Two years later he and his partner, Chris Anderson, former editor in chief of Wired, launched 3D Robotics, despite never having met face to face, their previous business dealings were all done online.
Munoz left the company in 2015 in the first of a series of consolidations. As recently as last March, 3DR went through another round of layoffs, reducing its staff to less than 100.
The company’s still attracting investors, though. To date, 3D Robotics has raised $159 million in venture capital, including a $53 million Series D round earlier this year. Munoz, while he has left, is still a shareholder.
In 2007, when Jordi Munoz was 20, he moved from Tijuana, Mexico, to Riverside, California, with his new and pregnant wife to get a green card and start a new life. While waiting eight months for his green card and with nothing better to do, Munoz sunk himself into his passions: planes and computers.
“It was a nightmare; I was disconnected with my family in Tijuana, I couldn’t work because I didn’t have a green card or go to college, “I started using my computer like a drug.
I felt desperate and stupid. But I realized microcomputers had great potential for phones, cars, and planes.” – said Munoz
Munoz hacked the sensors from a Nintendo Wii controller, wrote his own code, and equipped a remote helicopter with microcomputer boards to build the first-ever auto piloted drone. He started to put up posts about his progress on a website for other DIY drone enthusiasts.
In addition to the advice and encouragement he got from fellow hobbyists, one man was so impressed that he sent Mr Munoz $500 to help carry on his work.
The person who provided the money was influential journalist and author Chris Anderson, who at the time was editor in chief of technology magazine Wired, which is based in San Francisco.

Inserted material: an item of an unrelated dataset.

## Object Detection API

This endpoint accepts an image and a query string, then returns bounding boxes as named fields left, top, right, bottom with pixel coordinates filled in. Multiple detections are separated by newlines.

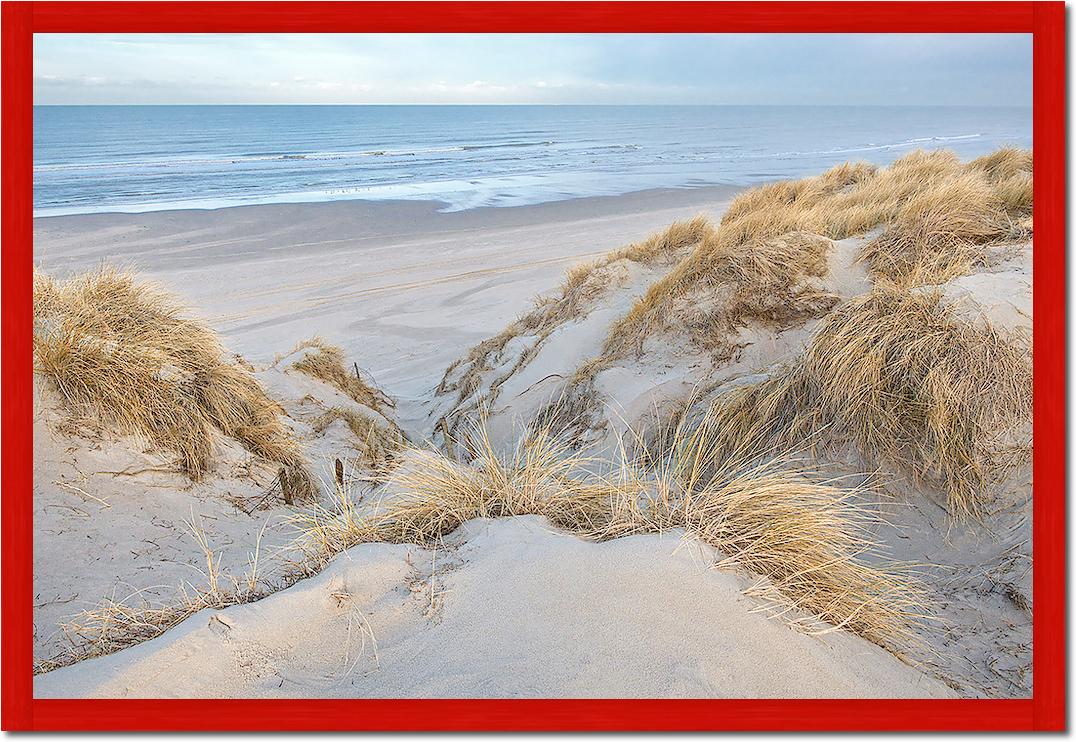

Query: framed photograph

The two men started a regular email and telephone correspondence, and Munoz eventually built and sold several dozen prototype drones.
Then in 2009, Munoz and Anderson decided to go into business together, and co-founded their own drone-making company.
So despite not actually having met in person at that point, they started 3D Robotics.
Munoz, as chief technology officer, would be the engineering brains while Anderson, as chief executive, would focus on the business and investment side of things.
The co-founders eventually met, their partnership worked, and the company started to quickly grow rather quickly – as global demand for drones has risen strongly over the past five or so years.
Today, the drone startup that grew out of his apartment is the largest commercial drone manufacturer in North America and the second largest in the world, boasting more than 200 employees, a manufacturing plant in Tijuana, and two other offices in San Diego and Berkeley, California, the sky appears to be the limit for 3D Robotics and Munoz.
“He’s of the native Web generation,” says Anderson, who did end up meeting his co-founder after all. “Jordi doesn’t know what he doesn’t know. He has access to Google, the greatest information resource the world has ever seen. He didn’t know teenagers aren’t supposed to build factories; he just did it.” He adds: “Munoz has animal instincts about where technology is going and the courage and time to just do it.”
Munoz stated: “Not bad for an autodidact who got his start in aeronautical engineering in a Mexican high school.”